DepthEmbedding is an algorithm based on Machine Learning that enables the characterization of depth-sensitive gamma cameras using simple pencil-beam acquisitions. It enables the accurate estimation of the 3-D coordinates of interaction and energy of gamma photons.
DepthEmbedding is described in an article currently submitted for publication to the IEEE Transactions on Nuclear Science.
To use DepthEmbedding, download the software and data sets, unzip the data and run ‘python article.py’:
- Software repository: https://github.com/spedemon/depthembedding – the software was created at the Martinos Center for Biomedical Imaging, Boston, MA, USA.

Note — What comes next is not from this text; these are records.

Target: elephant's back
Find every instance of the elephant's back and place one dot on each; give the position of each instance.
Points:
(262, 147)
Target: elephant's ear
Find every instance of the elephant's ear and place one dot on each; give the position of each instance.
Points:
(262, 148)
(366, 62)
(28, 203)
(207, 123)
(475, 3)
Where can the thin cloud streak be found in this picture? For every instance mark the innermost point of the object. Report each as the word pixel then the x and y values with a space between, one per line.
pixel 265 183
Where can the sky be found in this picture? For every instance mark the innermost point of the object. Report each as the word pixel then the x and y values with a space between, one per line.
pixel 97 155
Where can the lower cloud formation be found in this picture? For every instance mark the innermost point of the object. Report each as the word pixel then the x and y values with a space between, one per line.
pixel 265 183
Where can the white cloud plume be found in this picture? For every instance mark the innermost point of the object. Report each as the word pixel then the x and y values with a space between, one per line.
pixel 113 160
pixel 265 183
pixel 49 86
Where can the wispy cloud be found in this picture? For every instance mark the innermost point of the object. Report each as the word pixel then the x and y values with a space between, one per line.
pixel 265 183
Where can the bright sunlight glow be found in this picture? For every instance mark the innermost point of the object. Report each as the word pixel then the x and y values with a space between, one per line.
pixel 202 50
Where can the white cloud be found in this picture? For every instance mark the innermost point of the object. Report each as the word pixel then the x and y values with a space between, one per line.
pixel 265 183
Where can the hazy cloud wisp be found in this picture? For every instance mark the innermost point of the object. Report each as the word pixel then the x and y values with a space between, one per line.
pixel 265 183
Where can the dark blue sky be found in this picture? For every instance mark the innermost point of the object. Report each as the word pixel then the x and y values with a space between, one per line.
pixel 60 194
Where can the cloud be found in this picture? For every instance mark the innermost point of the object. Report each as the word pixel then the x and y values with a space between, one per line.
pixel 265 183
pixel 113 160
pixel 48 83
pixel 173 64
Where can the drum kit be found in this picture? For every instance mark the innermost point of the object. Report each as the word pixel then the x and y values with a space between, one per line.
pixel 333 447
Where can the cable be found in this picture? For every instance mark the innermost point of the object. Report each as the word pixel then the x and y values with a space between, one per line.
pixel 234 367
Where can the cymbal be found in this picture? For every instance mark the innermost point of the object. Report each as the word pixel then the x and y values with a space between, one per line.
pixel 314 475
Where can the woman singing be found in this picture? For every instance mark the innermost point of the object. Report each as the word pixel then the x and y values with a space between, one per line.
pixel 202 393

- Download data of a simulated monolithic gamma camera. The simulation replicates a 50mm x 50 mm x 15 mm scintillator coupled to an 8×8 photo-detector array: simulated_camera_15mm_crystal.zip. The simulation data was created at the Imaging Research Lab, University of Washington, Seattle, using the SimSET Monte Carlo photon tracking software.
- Download data acquired with the cMiCE PET camera: cMiCE_8mm_crystal_32x32_beams.zip, cMiCE_15mm_crystal_26x49_beams.zip, cMiCE_15mm_crystal_45_degrees_beams.zip. These data were acquired at the Imaging Research Lab, University of Washington, Seattle, WA, USA.